The Extensible Markup Language, or XML, has gained widespread popularity as a way to represent data in a portable, vendor-neutral, readable format. Many software vendors have announced "support for XML," usually meaning their products will produce or consume XML data.
XML is also being viewed as the lingua franca for data exchange between enterprises. It allows enterprises to agree on XML Document Type Definitions (DTDs) for the data being exchanged. These DTDs are independent of the database schema used by the enterprises.
Standards groups representing almost every human endeavor are agreeing on DTDs for exchanging data. One of many examples is the International Press Telecommunications Council (see Resources), which has defined an XML DTD that allows "news information to be transferred with markup and be easily transformed into an electronically publishable format." Such vertical market standards will allow diverse applications to exchange data in unforeseen ways.

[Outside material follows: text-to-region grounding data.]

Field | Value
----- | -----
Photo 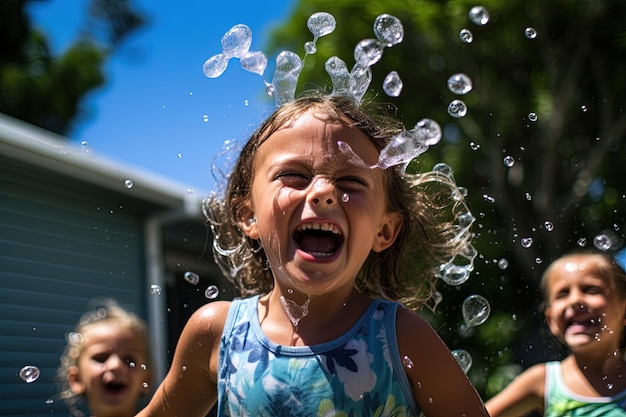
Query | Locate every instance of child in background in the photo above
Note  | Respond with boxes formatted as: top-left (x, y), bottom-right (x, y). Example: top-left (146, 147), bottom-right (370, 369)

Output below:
top-left (486, 251), bottom-right (626, 416)
top-left (57, 299), bottom-right (153, 417)
top-left (137, 93), bottom-right (488, 416)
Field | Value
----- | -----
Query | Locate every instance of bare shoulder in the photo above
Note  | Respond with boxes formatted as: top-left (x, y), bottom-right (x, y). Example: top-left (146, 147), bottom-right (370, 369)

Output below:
top-left (394, 306), bottom-right (489, 417)
top-left (186, 300), bottom-right (232, 335)
top-left (485, 362), bottom-right (546, 417)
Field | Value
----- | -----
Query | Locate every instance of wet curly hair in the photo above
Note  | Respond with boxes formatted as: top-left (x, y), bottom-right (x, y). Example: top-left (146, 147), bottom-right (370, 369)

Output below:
top-left (204, 92), bottom-right (473, 310)
top-left (56, 299), bottom-right (151, 416)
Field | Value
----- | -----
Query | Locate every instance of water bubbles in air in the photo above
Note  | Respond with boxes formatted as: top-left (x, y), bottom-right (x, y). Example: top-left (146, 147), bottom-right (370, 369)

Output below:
top-left (462, 294), bottom-right (491, 327)
top-left (19, 365), bottom-right (40, 383)
top-left (205, 285), bottom-right (220, 299)
top-left (373, 14), bottom-right (404, 47)
top-left (451, 349), bottom-right (472, 374)
top-left (403, 355), bottom-right (414, 369)
top-left (524, 27), bottom-right (538, 39)
top-left (459, 29), bottom-right (473, 43)
top-left (149, 284), bottom-right (162, 295)
top-left (272, 50), bottom-right (304, 106)
top-left (544, 221), bottom-right (554, 232)
top-left (593, 233), bottom-right (612, 251)
top-left (374, 119), bottom-right (441, 170)
top-left (469, 6), bottom-right (490, 26)
top-left (383, 71), bottom-right (403, 97)
top-left (354, 38), bottom-right (384, 67)
top-left (577, 237), bottom-right (587, 247)
top-left (184, 271), bottom-right (200, 285)
top-left (447, 73), bottom-right (473, 95)
top-left (447, 100), bottom-right (468, 118)
top-left (528, 112), bottom-right (538, 122)
top-left (124, 179), bottom-right (134, 189)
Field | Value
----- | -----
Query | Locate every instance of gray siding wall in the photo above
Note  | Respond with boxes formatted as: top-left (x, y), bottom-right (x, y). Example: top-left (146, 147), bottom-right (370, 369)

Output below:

But what good are portable, vendor-neutral data if you don't share and process them? The ability to communicate and process XML between distributed computers is desirable. An application that communicates and processes XML between computers is, in fact, a distributed application.
This article explores such distributed applications written in Java. I'll focus on the communication of XML between Java code running in different virtual machines.
The communication of XML
The specification of XML defined by the World Wide Web Consortium, or W3C (see Resources), defines the syntax and semantics of the language. To process XML, an XML document needs to be parsed. It would be regrettable if every Java class that needed to process XML had to parse an XML document, given the complexity of XML's syntax and semantics. To solve this problem, the W3C has defined the Document Object Model (DOM) (see Resources). The DOM is an application programmer's interface to XML data. It is available from many programming languages, including Java. Java programs can access XML data via the DOM API. XML parsers produce a DOM representation of an XML document.
Figure 1 illustrates a simplified model of a Java distributed application that processes XML. The model is sufficient for the purpose of this article: to explore the communication of XML. The model assumes that some data are obtained from a data source such as a relational database. Some Java code processes the data and ultimately produces a DOM representation. This code is represented in Figure 1 as the processor.
The processor code passes the DOM representation of the XML data to the sender. The sender is Java code that communicates the XML data to the receiver. The receiver is Java code that receives the XML data, produces a DOM representation of the data, and passes it to another processor. In short, the sender and the receiver abstract the communication of the DOM representation of XML data.
The sender and the receiver are not implemented in the same Java Virtual Machine. They are connected by a distributed system infrastructure. There are several approaches to implementing the sender and the receiver.
Note that in the model in Figure 1, the sender is a client of the receiver. The sender passes the XML to the receiver. In another possible model, the receiver is the client; it requests the document from the sender. I will not explore the second model in this article since the issues of communicating XML are similar.